The Firearm Safety Act of 2013 (FSA) had been the political pride and joy of Martin O'Malley, the governor of Maryland and once contender for the Democratic party nomination. O'Malley had repeatedly alluded to the FSA's enactment as an example of his leadership. But this didn't help him much.

District Applies Intermediate Scrutiny

Since FSA was a law regarding the use of guns, it was only a matter of moments before a suit would be filed. At the district level, the court applied a form of intermediate scrutiny. Under such a standard, the government must prove that the law regulating the prohibited behavior must advance an important government interest. With such wiggly language, the intermediate scrutiny standard was essentially nothing more than a slightly beefed up version of the familiar "rational basis" standard.
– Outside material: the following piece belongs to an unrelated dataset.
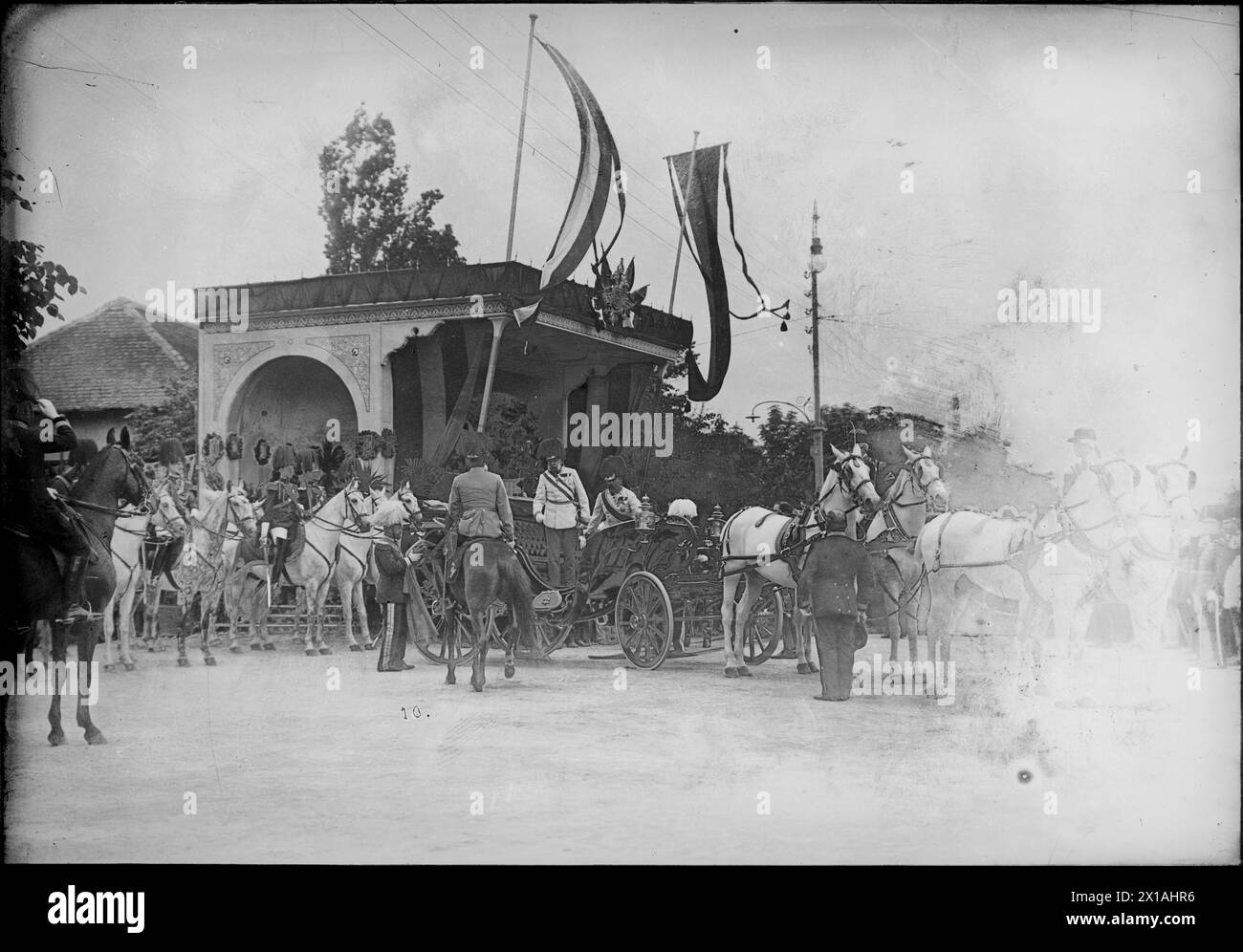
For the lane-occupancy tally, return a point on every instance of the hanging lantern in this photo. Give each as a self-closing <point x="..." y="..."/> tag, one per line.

But intermediate scrutiny, according to the Fourth Circuit Court, was the incorrect standard. Better, at least to two judges, is strict scrutiny. The majority opinion cited two SCOTUS cases for their reasoning: D.C. v. Heller and McDonald v. Chicago. It also relied on a 3rd Circuit "common use" test eventually adopted by the Fourth Circuit in U.S. v. Chester. Strict scrutiny is the standard typically applied in legal controversies in which a "fundamental right" is regulated by the state. Application of this standard virtually guarantees a win for the plaintiff.

Magazines Are Guns

With regards to high capacity magazines, the circuit dismissed the attorney general's contention that magazines should not be even discussed because they are not weapons. The ubiquity of high capacity magazine, the circuit argued made them "common and standard." That characteristic alone makes them subject to the Second Amendment.

Destined for Supreme Court?

SCOTUS had been trying to punt the issue of whether there is a right to own assault weapons for sometime; and it did it again with Highland Park. Is it only a matter of time before the high court will have no choice but to take on this hot-potato issue?